No parágrafo de abertura da “Primeira carta para além dos muros”, Caio Fernando Abreu descreve sua angústia e sofrimento após diagnóstico do vírus HIV. É uma descrição que, de tão sensível, retrata a universalidade da dor em meio ao peso de acontecimentos da vida.

“Alguma coisa aconteceu comigo. Alguma coisa tão estranha que ainda não aprendi o jeito de falar claramente sobre ela. Quando souber finalmente o que foi, essa coisa estranha, saberei também esse jeito. Então serei claro, prometo. Para você, para mim mesmo. Como sempre tentei ser. Mas por enquanto, e por favor, tente entender o que tento dizer.”

A impotência advinda de situações alheias à nossa vontade nos remete a uma sensação profunda de distanciamento daquilo que um dia nos pareceu fazer tanto sentido. Ver a realidade com a qual somos confrontados exige, muitas vezes, coragem e sabedoria.

A exposição à morte por suicídio é bem conhecida por deixar efeitos em quem fica. Muito se fala sobre o risco de comportamentos suicidas nos familiares ou pessoas do círculo de intimidade de quem se matou. No entanto, em um contexto individual e social, uma vasta gama de pessoas são expostas. Todos que tiveram suas vidas marcadas pelo suicídio de alguém, são considerados sobreviventes. Você não precisa ser membro da família para sentir o forte impacto de uma morte por suicídio.

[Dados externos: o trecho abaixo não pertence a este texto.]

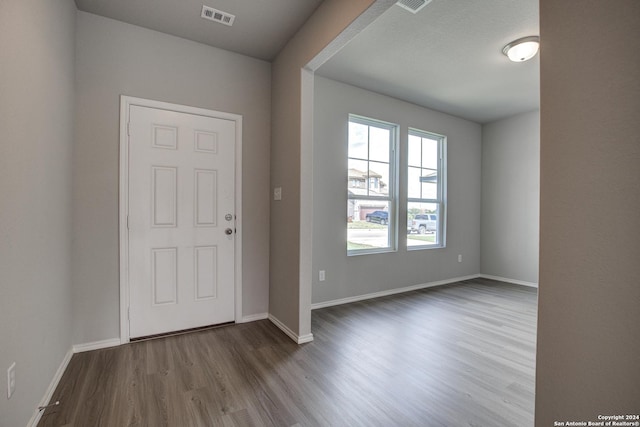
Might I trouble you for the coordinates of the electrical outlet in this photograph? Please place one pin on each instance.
(11, 380)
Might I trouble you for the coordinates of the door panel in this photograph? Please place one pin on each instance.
(181, 192)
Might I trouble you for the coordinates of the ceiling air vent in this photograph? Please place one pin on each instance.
(413, 6)
(217, 15)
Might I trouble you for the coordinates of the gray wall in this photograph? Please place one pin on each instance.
(359, 275)
(511, 198)
(114, 58)
(289, 297)
(589, 293)
(36, 121)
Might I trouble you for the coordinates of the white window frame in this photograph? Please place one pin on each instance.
(392, 196)
(441, 198)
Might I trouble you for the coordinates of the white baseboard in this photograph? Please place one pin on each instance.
(254, 317)
(284, 328)
(35, 419)
(96, 345)
(514, 281)
(390, 292)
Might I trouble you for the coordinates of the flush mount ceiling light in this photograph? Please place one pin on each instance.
(522, 49)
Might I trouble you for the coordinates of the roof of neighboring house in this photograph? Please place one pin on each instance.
(355, 173)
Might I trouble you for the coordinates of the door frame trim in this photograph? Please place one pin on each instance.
(126, 102)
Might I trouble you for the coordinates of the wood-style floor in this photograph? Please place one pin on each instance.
(456, 355)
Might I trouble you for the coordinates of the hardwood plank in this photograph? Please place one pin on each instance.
(455, 355)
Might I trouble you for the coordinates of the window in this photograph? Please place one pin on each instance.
(371, 192)
(425, 190)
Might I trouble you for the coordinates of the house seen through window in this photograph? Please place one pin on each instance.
(371, 199)
(425, 190)
(372, 223)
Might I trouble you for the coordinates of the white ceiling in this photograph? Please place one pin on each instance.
(446, 57)
(261, 28)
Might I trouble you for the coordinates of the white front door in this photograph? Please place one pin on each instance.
(181, 221)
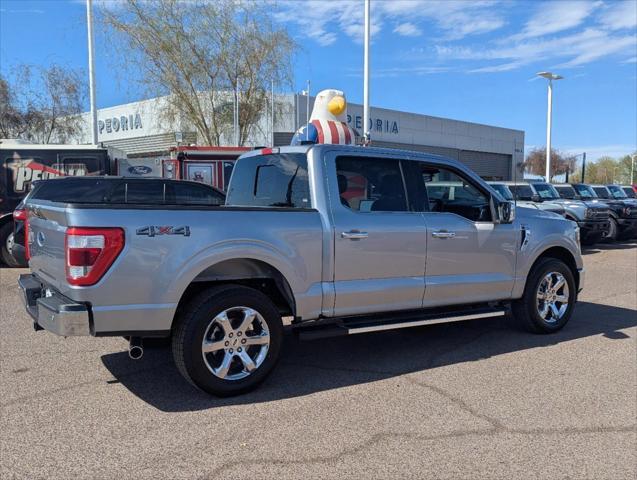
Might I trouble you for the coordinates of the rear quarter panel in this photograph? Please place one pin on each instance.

Ainda que façamos conjecturas sobre as variáveis que estão presentes no sofrimento de alguém que se mata, muitas vezes os enlutados não possuem informações suficientes para assegurarem uma resposta. Suicídio envolve a combinação de fatores biológicos, psicológicos e sociais, o que o torna um fenômeno comportamental de extrema complexidade.

Segundo a Organização das Nações Unidas (2019), a cada ano pelo menos 800 mil pessoas morrem por suicídio – uma a cada 40 segundos. Aperfeiçoar os cuidados daqueles cujo sofrimento é experienciado como intolerável é uma relevante pauta de discussão para o campo da saúde mental e das políticas públicas. Além disso, falar em luto por suicídio envolve pensar nos fatores psicológicos e sociais daqueles que foram expostos, daí a importância de pensarmos a respeito de novos arranjos de contingências em nossos ambientes atuais.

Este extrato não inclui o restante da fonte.